Intel, NVIDIA Take Shots At CPU vs. GPU Performance
MojoKid writes "In the past, NVIDIA has made many claims of how porting various types of applications to run on GPUs instead of CPUs can tremendously improve performance — by anywhere from 10x to 500x. Intel has remained relatively quiet on the issue until recently. The two companies fired shots this week in a pre-Independence Day fireworks show. The recent announcement that Intel's Larrabee core has been re-purposed as an HPC/scientific computing solution may be partially responsible for Intel ramping up an offensive against NVIDIA's claims regarding GPU computing."
I am now posting using my GPU. It's at least 50x faster!

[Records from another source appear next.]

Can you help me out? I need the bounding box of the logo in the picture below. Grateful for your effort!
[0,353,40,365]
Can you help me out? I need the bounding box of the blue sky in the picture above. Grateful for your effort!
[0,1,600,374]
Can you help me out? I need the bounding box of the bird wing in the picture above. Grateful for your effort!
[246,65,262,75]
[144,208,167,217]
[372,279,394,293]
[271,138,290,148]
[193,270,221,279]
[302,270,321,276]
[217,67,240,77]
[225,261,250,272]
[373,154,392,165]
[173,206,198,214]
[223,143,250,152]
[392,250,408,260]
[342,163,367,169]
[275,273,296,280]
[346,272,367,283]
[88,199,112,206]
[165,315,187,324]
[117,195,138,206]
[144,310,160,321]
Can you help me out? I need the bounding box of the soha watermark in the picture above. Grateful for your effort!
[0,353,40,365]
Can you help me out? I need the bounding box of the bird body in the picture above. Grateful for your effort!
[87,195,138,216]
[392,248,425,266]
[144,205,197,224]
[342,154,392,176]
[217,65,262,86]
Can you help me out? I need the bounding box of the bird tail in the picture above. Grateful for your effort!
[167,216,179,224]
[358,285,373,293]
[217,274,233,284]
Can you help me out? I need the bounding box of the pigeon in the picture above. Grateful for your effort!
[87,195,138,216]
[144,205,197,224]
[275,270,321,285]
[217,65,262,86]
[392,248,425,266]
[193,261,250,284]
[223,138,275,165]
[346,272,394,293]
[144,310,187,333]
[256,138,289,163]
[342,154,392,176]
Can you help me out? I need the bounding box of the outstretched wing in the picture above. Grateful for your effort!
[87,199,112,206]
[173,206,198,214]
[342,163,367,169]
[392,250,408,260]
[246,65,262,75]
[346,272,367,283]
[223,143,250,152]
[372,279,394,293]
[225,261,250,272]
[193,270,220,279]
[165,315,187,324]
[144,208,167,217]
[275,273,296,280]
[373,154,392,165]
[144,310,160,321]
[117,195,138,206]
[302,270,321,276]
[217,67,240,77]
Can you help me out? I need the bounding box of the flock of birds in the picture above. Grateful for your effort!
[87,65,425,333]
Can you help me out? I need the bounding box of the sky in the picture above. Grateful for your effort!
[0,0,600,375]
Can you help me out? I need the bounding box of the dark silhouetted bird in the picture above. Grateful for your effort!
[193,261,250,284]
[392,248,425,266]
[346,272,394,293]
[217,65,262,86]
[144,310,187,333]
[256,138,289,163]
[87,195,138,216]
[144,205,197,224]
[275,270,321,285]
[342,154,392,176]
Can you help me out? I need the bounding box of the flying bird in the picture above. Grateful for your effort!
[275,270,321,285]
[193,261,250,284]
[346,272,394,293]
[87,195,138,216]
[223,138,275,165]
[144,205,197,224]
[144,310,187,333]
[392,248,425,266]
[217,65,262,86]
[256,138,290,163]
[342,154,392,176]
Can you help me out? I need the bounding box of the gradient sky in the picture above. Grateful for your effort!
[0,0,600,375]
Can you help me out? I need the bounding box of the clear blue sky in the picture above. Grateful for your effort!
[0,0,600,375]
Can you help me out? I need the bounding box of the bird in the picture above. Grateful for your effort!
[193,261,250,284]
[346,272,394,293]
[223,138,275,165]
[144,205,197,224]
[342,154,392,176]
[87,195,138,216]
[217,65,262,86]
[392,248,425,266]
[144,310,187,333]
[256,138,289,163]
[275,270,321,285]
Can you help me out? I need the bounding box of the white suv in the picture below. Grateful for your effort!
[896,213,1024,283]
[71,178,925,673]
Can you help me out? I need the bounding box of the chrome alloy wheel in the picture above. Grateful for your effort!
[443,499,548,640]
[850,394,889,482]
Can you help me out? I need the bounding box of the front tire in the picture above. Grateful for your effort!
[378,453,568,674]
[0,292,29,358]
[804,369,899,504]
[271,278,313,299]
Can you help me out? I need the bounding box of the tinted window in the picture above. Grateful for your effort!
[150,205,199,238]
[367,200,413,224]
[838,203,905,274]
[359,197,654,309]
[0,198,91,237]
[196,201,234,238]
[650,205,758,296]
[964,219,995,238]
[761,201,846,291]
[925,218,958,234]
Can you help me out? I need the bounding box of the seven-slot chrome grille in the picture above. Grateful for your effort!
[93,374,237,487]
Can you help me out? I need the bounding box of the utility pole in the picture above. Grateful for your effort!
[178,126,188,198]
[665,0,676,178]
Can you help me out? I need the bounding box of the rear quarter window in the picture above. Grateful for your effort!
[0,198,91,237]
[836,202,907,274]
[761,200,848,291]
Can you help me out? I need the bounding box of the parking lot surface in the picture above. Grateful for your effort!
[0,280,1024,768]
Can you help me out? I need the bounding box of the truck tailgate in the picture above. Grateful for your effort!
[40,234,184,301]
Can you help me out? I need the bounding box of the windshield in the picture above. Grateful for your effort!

Uh, Linus doesn't work for microsoft.
Isn't it like saying "Ferrari makes the fastest tractors!" (yeah, I know!), which may be true, as long as they can actually carry out the things you want to do.
I don't know about the limits of OpenCL/GPU-code (or architecture compared to regular CPUs/AMD64 functions, registers, cache, pipelines, what not), but I'm sure there's plenty and that someone will tell us.
Do you mean that Intel is homosexual? I'm not even sure what that would mean. It's attracted to others of the same gender? Seems a bizarre thing to say about a company.
It seems unlikely that you're using the old usage of happy. It would make some sort of sense if the company turned out to give its employees a positive experience from working there, but I don't see any evidence of that.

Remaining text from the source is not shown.